È il 31 ottobre del 2009. Halloween, signori. Dolcetto o scherzetto, quella roba lì. Bene. Dopo 54’, il Napoli è sotto di due reti a zero. Prima Trezeguet e poi Giovinco su regalo di Contini. Notate bene questo dettaglio: quella rosa è una delle più mediocri del Napoli da quando è tornato in Serie A. Il vero fuoriclasse è Walter Mazzarri. Che dopo il 2-0, anziché girarsi dall’altra parte, rimane fermo in piedi davanti alla sua panchina, chiama a sé Hamsik e gli dice: «Marek, la vinciamo noi. Vincila per noi».
Minuto 58. “Dragonball” Datolo scende sulla sinistra e scaglia un traversone tagliente come il coltello nel burro caldo. La difesa della Juventus si scioglie e Hamsik, proprio lui, col piattone destro, decide finalmente di iniziare la propria partita. 2-1.
Passano appena sei minuti. Da corner, una mischia furibonda si forma davanti a Buffon che non riesce a spazzare. Spunta la gamba di Datolo, Dragonball, con la sfera magica a piazzarla in rete. 2-2. Auriemma, commentatore di fede partenopea, si lascia andare una prima volta: «è tornata la giostra della felicità, salite tutti! È gratis. Si chiama Napoli».
Ancora non può immaginare quello che sta per succedere. Minuto 81. Altra discesa poderosa di Datolo, palla in mezzo malamente spazzata dalla difesa juventina. In realtà è un assist per l’accorrente Hamsik, che arriva come un treno e la scaglia sotto l’incrocio dei pali. Incredibile a Torino, 2-3. E Auriemma lì diventa storico: «Vogliamo morire qui, seppelliteci qui».
Mazzarri e l’epoca Cavani: il ritorno tre le “grandi”
Il Napoli di Mazzarri arriverà sesto in classifica, sopra la Juventus.

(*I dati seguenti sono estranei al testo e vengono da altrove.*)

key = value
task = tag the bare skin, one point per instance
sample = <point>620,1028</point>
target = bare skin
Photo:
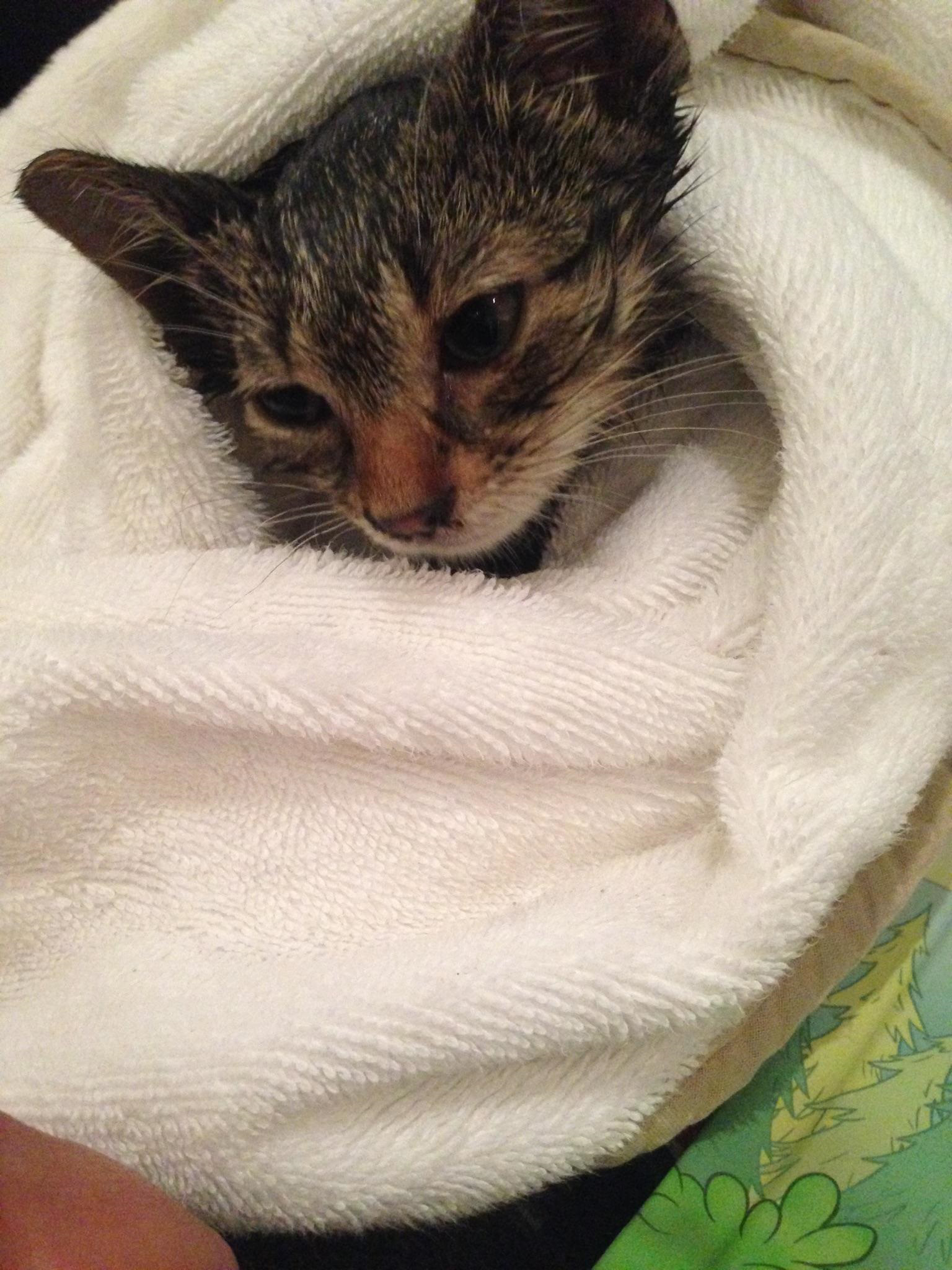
<point>64,1207</point>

Dopo aver vinto l’andata a Torino, vincerà infatti anche 3-1 al San Paolo, ancora una volta in rimonta e con tanto di rigore sbagliato da Hamsik – che si rifarà pochi minuti dopo per il momentaneo 1-1, tramutato in 2-1 e 3-1 da Quagliarella e Lavezzi. Sesto posto, che significa Europa League. Che vuol dire rinascita. Ma anche un addio, quello di Quagliarella nel mercato estivo – per motivi che si sapranno solo molti anni più tardi.

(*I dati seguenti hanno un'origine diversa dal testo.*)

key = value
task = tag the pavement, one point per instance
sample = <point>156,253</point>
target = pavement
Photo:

Non va male comunque al Napoli. Che perde sì il suo miglior attaccante, ma ne prende uno che diventerà il migliore al mondo: Edison Cavani. È il più grande colpo dell’era De Laurentiis. Hattrick alla Juventus alla prima stagione. 78 reti in Serie A su 104 partite. In sole tre stagioni, quando lascerà per approdare a Parigi. Oltre ai quattro gol segnati al Dnipro, e la tripletta alla Juventus, memorabile il suo gol al Lecce a tempo scaduto e la tripletta alla Lazio dell’ex Edy Reja nella stagione 2010/2011, col Napoli qualificato in Champions League.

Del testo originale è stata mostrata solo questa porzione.